La manifestación del Orgullo LGTBI+ en Madrid reunió a alrededor de un millón de personas, según estimaciones de FELGTBI+ y COGAM, en una jornada de celebración y reivindicación.
La manifestación del Orgullo LGTBI+ recorrió este sábado las calles de Madrid entre música, carrozas, banderas arcoíris y un ambiente festivo que reunió a alrededor de un millón de personas, según las estimaciones de FELGTBI+ y COGAM. La ciudad se convirtió durante horas en un espacio de celebración colectiva en el que miles de personas convivieron entre el baile y la reivindicación, en una jornada marcada tanto por el carácter festivo del evento como por los mensajes en defensa de los derechos del colectivo y la memoria de las luchas que lo preceden.
Entre el ambiente de la marcha, un grupo de jóvenes de 19 años procedentes de Madrid observaba desde detrás de las vallas cómo avanzaba el desfile.
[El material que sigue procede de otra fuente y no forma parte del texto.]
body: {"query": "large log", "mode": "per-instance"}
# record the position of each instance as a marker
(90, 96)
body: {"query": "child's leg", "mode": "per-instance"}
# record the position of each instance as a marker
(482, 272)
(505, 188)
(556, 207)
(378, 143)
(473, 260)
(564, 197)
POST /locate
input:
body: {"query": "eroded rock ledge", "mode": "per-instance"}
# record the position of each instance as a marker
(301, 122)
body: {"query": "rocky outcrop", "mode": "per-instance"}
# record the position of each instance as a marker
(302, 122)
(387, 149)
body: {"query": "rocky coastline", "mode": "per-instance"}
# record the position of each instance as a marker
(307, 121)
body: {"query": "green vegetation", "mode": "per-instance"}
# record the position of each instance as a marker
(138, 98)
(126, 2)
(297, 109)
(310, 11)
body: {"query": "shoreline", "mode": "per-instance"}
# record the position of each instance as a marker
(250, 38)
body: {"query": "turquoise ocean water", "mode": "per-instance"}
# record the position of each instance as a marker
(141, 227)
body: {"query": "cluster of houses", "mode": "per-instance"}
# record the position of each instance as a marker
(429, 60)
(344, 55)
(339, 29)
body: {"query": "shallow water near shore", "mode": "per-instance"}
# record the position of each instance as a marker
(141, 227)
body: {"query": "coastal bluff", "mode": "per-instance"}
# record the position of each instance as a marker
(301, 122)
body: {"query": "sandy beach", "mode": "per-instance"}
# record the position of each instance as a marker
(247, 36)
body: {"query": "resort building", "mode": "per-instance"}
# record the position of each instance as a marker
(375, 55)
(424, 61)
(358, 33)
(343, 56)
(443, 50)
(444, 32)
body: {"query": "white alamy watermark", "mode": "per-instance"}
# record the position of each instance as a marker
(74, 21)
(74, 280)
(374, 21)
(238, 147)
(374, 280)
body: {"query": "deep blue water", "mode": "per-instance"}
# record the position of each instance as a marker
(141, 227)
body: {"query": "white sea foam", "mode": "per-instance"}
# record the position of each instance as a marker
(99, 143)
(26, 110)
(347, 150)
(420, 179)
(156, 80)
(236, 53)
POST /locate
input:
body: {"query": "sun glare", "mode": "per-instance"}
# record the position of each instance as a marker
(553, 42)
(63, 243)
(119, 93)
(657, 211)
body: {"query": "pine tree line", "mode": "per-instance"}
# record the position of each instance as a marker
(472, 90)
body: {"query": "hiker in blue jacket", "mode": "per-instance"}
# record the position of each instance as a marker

Para ellas, el Orgullo sigue siendo un espacio de libertad. “Aún sufrimos mucha discriminación y aquí me siento libre de hacer lo que quiera”, explicó Marina. Su amiga Edurne señaló que “durante muchísimos años y siglos hemos estado reprimidos en todo el mundo y esta es una manera de decir ‘estamos aquí’”.
Entre quienes repiten experiencia año tras año se encuentran Manu, de 45 años, de Madrid, y Des, de 44, de Asturias, que llevan más de una década asistiendo. “Para mí el Orgullo significa normalidad, que la gente se muestre libre, que se muestre alegre”, afirmó Manu. Des lo definió como “libertad, diversidad y evolución de la especie”.
También participó Irene, de 41 años, vecina de Parla (Madrid), que acude cada año. Se define como bisexual e insistió en su pertenencia al colectivo: “Formo parte del colectivo al 100%”. Para ella, el Orgullo es sinónimo de libertad: “Eres libre, hay fiesta, todo el mundo está de buen rollo, gritas tu sexualidad a los cuatro vientos”. Añadió que viene “sobre todo por mis hijos y por mí, porque he estado enjaulada quince años y ahora me he desenjaulado”.
El recorrido también dejó espacio para quienes viven su primer Orgullo en Madrid, como Juan (47 años, Alicante), Javi (45, Cádiz) y William (27, Nicaragua). “Me encanta toda la diversidad, los colores, la locura… además de la fiesta, es reivindicación”, señaló Juan. William lo sintetizó: “Libertad, esa libertad que muchas personas todavía no tenemos”. Todos coincidieron en que, pese a los avances legales, persisten retos sociales: “Legalmente en España están conquistados los derechos, pero otra cosa es la realidad social y la LGTBIfobia”, apuntaron.
Para María, de 24 años, de Talavera de la Reina, fue su primera vez tras haber salido del armario como persona arromántica y asexual. “Salí del armario hace dos o tres años; es la primera vez que vengo con esa libertad, atreviéndome a estar aquí como soy”, explicó. Reivindicó mayor representación dentro del colectivo: “Se nos ve mucho menos, cuesta mucho encontrarse reflejada”.
Otro sentimiento repetido fue el de comunidad. Patricia, de 24 años, y Elena, de 26, ambas de Castilla-La Mancha y residentes en Madrid, destacaron esa sensación de pertenencia. “Es llegar junio y parece que nos multiplicamos. Es como la época de las setas”, dijo Elena. Reconocieron la doble cara del evento: “A veces venir solo con mentalidad de protesta puede ser frustrante porque se ha convertido en una fiesta muy comercial”. Patricia advirtió: “No solo quedan derechos por conseguir, es que estamos perdiendo los que ya teníamos”.
Elena resumió: “Los derechos son muy difíciles de conseguir, muy fáciles de perder y muy difíciles de conservar”. Pese a las distintas experiencias, la jornada dejó una conclusión compartida: el Orgullo LGTBI+ sigue siendo un espacio de celebración, memoria, comunidad y reivindicación de derechos aún pendientes, donde la fiesta y la lucha conviven en las calles de Madrid.